This is the time of year where we tend to over-indulge in gifts, in drink, and most of all, in eating.
It wasn't always so. Our parents all went through the Great Depression and this story comes from that time. Many people could find no work of any kind back then and would roam from town to town looking for greener pastures. Fred was just such a young man.
He rode the rails from place to place, lived in hobo jungles beneath bridges and sometimes found hard, menial jobs that paid no more than $1 per day. Mostly he would just knock on doors and ask if he could split wood or weed the garden or do anything else in exchange for a meal. Sometimes the answer was yes but more often it was no. And lots of times he was escorted to the county line by the local law with a warning that if he came back he would be breaking rocks with a nine-pound sledge hammer for the next month.
Fred had hitchhiked part of the way toward the last small town. He had been walking and walking and sticking his thumb out for most of the day before a kindly farmer in an old Ford truck with a stake bed said he could jump in the back if he didn't mind the pigs. Fred didn't mind.
The farmer let him out at the crossroads before the town and Fred walked another dusty mile before he saw the town buildings on the horizon. Along the way first his left foot and then his right started burning. He sat down and found the problem -- there were holes through the soles in his shoes. He had massive blisters on both feet. He plugged the holes with tree leaves, put his shoes back on and resumed walking.
The sun was setting and Fred couldn't help but shiver. The wind was blowing right through the rips in the knees of his pants and the old suit coat he had gotten free from the Salvation Army was thin.

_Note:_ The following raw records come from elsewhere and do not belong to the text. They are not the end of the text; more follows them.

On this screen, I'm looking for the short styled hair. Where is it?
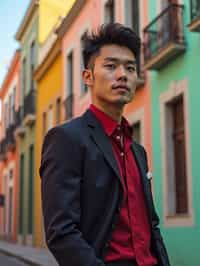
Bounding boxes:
[82,23,141,68]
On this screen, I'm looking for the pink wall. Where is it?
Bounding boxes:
[62,0,152,166]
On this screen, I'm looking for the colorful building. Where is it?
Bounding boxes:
[34,0,75,246]
[144,0,200,266]
[58,0,152,165]
[0,51,20,242]
[15,1,38,245]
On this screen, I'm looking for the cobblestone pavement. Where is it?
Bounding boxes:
[0,253,29,266]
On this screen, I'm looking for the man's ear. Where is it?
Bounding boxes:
[82,69,93,87]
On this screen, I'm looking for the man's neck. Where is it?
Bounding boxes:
[93,103,123,123]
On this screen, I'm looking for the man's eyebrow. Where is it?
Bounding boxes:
[104,57,136,65]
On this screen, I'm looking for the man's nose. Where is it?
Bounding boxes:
[116,65,127,81]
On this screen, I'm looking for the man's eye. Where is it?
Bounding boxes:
[127,66,136,72]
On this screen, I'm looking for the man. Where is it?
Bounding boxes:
[40,23,169,266]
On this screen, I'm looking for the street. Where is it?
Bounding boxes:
[0,253,28,266]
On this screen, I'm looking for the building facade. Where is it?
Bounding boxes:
[144,0,200,266]
[58,0,152,165]
[15,1,38,245]
[0,51,20,242]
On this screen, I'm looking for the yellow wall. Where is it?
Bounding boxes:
[38,0,76,43]
[34,53,62,246]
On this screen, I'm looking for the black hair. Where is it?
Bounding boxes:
[82,23,141,68]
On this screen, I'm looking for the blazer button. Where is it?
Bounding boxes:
[105,242,110,248]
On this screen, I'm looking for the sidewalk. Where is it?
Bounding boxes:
[0,241,58,266]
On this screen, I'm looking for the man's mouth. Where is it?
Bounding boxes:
[112,84,130,91]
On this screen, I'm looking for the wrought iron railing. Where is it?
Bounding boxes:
[23,90,36,117]
[190,0,200,21]
[64,94,74,120]
[143,4,185,62]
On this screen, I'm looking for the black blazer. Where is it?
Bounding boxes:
[40,110,170,266]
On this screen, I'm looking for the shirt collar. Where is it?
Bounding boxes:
[90,104,133,138]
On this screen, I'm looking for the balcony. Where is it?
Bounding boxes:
[144,4,185,70]
[188,0,200,32]
[14,106,26,137]
[24,90,36,126]
[137,44,146,89]
[0,139,6,161]
[63,94,74,120]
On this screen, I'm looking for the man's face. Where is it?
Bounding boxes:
[83,45,137,109]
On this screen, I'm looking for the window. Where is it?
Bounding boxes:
[133,121,141,144]
[12,87,16,124]
[4,103,9,130]
[66,52,73,96]
[28,145,34,235]
[80,32,88,95]
[56,98,61,124]
[104,0,115,23]
[47,105,53,130]
[124,0,140,35]
[42,112,47,137]
[160,80,194,226]
[3,175,8,233]
[19,154,24,235]
[22,58,26,100]
[171,97,188,214]
[65,52,74,119]
[8,186,13,234]
[30,41,36,90]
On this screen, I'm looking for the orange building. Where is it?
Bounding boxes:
[0,51,20,241]
[58,0,151,165]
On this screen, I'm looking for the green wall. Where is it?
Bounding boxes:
[149,0,200,266]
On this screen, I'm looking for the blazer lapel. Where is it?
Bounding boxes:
[132,143,152,221]
[86,110,121,182]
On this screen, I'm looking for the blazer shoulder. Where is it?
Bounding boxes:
[45,117,84,139]
[133,140,146,156]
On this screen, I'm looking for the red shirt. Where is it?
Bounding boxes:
[90,105,157,266]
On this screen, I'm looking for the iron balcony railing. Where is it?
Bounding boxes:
[143,4,185,62]
[64,94,74,120]
[190,0,200,21]
[24,90,35,117]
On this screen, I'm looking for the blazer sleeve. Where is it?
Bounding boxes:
[142,147,170,266]
[40,126,105,266]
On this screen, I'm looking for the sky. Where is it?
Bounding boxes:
[0,0,30,87]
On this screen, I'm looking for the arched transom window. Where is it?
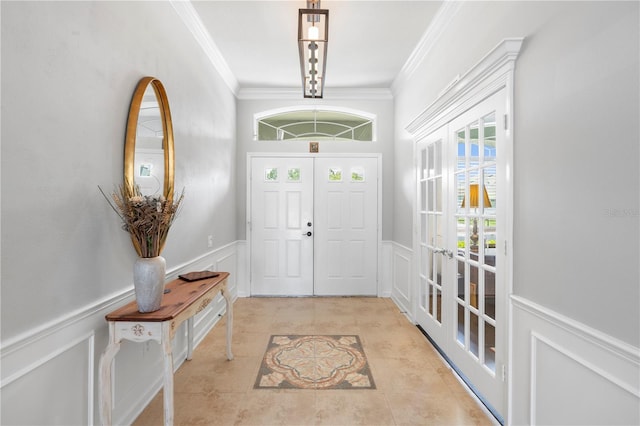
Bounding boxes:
[255,106,375,142]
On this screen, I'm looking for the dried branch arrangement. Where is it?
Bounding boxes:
[98,185,184,257]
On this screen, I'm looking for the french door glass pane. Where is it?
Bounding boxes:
[456,304,466,346]
[484,322,496,372]
[469,312,480,358]
[484,271,496,320]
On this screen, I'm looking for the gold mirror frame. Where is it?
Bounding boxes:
[124,77,175,200]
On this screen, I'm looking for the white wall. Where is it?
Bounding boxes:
[0,2,236,424]
[393,1,640,423]
[394,2,640,346]
[237,97,394,240]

It was nearly fall now and the nights were turning cold. It wouldn't be long before the first frost came. He turned his narrow collar up, clutched the coat together at the lapels and kept walking.
His last decent meal had been three days earlier. It had come from a widow woman with four small kids who told him she would give him a bowl of soup if he killed and plucked a half-dozen chickens which he did. The soup only had one small piece of chicken but it made up for the lack of meat with lots of potatoes, carrots and onions. And best of all, just as he was leaving the woman stopped him and said, "Here, you better take this for the road." She gave him a large biscuit.
He ate half the biscuit the next day and the other half a day later. And now he had probably walked 20 miles before he had gotten the ride and his stomach was hurting something fierce.
Fred came upon the first house at the town and knocked at the door. A big man opened it and told him to "get the hell off my land."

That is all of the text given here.